XML, the Perl Way


NAME

XML::Twig - A perl module for processing huge XML documents in tree mode.

SYNOPSIS

Small documents

  my $twig=XML::Twig->new();    # create the twig
  $twig->parsefile( 'doc.xml'); # build it
  my_process( $twig);           # use twig methods to process it 
  $twig->print;                 # output the twig

Huge documents

  my $twig=XML::Twig->new(   
    twig_handlers => 
      { title   => sub { $_->set_gi( 'h2') }, # change title tags to h2
        para    => sub { $_->set_gi( 'p')  }, # change para to p
    hidden  => sub { $_->delete;       }, # remove hidden elements
    list    => \&my_list_process,         # process list elements
    div     => sub { $_[0]->flush;     }, # output and free memory
      },
    pretty_print => 'indented',               # output will be nicely formatted
    empty_tags   => 'html',                   # outputs <empty_tag />
                    );
    $twig->flush;                             # flush the end of the document

See XML::Twig 101 for other ways to use the module, as a filter for example

DESCRIPTION

This module provides a way to process XML documents. It is build on top of XML::Parser.

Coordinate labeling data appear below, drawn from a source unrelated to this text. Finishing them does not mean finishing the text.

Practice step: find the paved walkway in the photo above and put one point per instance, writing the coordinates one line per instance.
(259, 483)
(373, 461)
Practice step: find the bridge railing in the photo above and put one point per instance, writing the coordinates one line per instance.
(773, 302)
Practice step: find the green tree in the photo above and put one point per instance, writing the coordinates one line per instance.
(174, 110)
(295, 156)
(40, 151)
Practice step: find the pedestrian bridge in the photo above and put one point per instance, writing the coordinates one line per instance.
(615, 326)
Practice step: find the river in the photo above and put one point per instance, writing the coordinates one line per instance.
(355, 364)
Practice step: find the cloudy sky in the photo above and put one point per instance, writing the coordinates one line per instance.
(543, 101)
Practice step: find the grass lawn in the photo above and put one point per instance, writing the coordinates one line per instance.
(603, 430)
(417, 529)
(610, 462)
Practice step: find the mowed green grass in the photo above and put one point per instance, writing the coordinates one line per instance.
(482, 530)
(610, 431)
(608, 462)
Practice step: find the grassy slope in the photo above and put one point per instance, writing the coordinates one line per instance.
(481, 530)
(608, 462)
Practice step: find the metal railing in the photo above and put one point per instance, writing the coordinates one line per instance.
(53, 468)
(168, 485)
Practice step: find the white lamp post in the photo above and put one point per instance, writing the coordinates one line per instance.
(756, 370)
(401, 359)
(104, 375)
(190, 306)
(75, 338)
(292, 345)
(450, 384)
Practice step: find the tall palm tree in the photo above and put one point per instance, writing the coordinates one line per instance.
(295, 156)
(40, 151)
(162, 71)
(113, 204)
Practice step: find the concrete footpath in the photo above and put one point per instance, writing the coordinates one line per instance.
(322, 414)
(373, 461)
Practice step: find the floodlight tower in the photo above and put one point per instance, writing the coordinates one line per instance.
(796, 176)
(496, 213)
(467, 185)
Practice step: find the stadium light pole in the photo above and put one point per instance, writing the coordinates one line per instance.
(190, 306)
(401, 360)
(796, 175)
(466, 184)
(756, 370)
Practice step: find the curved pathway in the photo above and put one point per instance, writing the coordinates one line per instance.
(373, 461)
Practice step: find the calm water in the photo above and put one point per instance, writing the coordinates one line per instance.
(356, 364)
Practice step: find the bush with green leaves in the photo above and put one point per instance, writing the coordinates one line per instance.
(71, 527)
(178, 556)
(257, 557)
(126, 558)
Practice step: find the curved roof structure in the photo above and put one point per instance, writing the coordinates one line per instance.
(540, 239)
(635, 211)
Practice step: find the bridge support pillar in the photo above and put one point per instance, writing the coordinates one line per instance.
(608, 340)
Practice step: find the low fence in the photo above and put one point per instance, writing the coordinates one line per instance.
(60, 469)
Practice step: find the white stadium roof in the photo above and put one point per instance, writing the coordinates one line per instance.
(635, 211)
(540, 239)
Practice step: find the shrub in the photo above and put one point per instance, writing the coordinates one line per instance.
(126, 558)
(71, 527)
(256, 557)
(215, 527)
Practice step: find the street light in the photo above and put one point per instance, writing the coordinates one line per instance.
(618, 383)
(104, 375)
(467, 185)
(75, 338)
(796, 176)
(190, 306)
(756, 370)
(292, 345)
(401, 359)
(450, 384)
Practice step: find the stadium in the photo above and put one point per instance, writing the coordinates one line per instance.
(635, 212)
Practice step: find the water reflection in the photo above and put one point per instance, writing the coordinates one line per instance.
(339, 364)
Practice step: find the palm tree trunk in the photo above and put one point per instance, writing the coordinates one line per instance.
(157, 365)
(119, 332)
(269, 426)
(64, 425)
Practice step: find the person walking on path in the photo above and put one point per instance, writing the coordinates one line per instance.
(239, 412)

The module offers a tree interface to the document, while allowing you to output the parts of it that have been completely processed.

It allows minimal resource (CPU and memory) usage by building the tree only for the parts of the documents that need actual processing, through the use of the twig_roots and twig_print_outside_roots options. The finish and finish_print methods also help to increase performances.

XML::Twig tries to make simple things easy so it tries its best to takes care of a lot of the (usually) annoying (but sometimes necessary) features that come with XML and XML::Parser.

XML::Twig 101

XML::Twig can be used either on "small" XML documents (that fit in memory) or on huge ones, by processing parts of the document and outputting or discarding them once they are processed.

Loading an XML document and processing it

        my $t= XML::Twig->new();
        $t->parse( '<d><tit>title</tit><para>para1</para><para>p2</para></d>');
        my $root= $t->root;
    $root->set_gi( 'html');               # change doc to html
    $title= $root->first_child( 'tit');   # get the title
    $title->set_gi( 'h1');                # turn it into h1
    my @para= $root->children( 'para');   # get the para children
    foreach my $para (@para)
      { $para->set_gi( 'p'); }            # turn them into p
    $t->print;                            # output the document

Other useful methods include:

att: $elt->{'att'}->{'type'} return the type attribute for an element,

set_att : $elt->set_att( type => "important") sets the type attribute to the important value,

next_sibling: $elt->{next_sibling} return the next sibling in the document (in the example $title->{next_sibling} is the first para while $elt->next_sibling( 'table') is the next table sibling

The document can also be transformed through the use of the cut, copy, paste and move methods: $title->cut; $title->paste( 'after', $p); for example

And much, much more, see Elt.

Processing an XML document chunk by chunk

One of the strengths of XML::Twig is that it let you work with files that do not fit in memory (BTW storing an XML document in memory as a tree is quite memory-expensive, the expansion factor being often around 10).

To do this you can define handlers, that will be called once a specific element has been completely parsed. In these handlers you can access the element and process it as you see fit, using the navigation and the cut-n-paste methods, plus lots of convenient ones like prefix. Once the element is completely processed you can then flush it, which will output it and free the memory. You can also purge it if you don't need to output it (if you are just extracting some data from the document for example). The handler will be called again once the next relevant element has been parsed.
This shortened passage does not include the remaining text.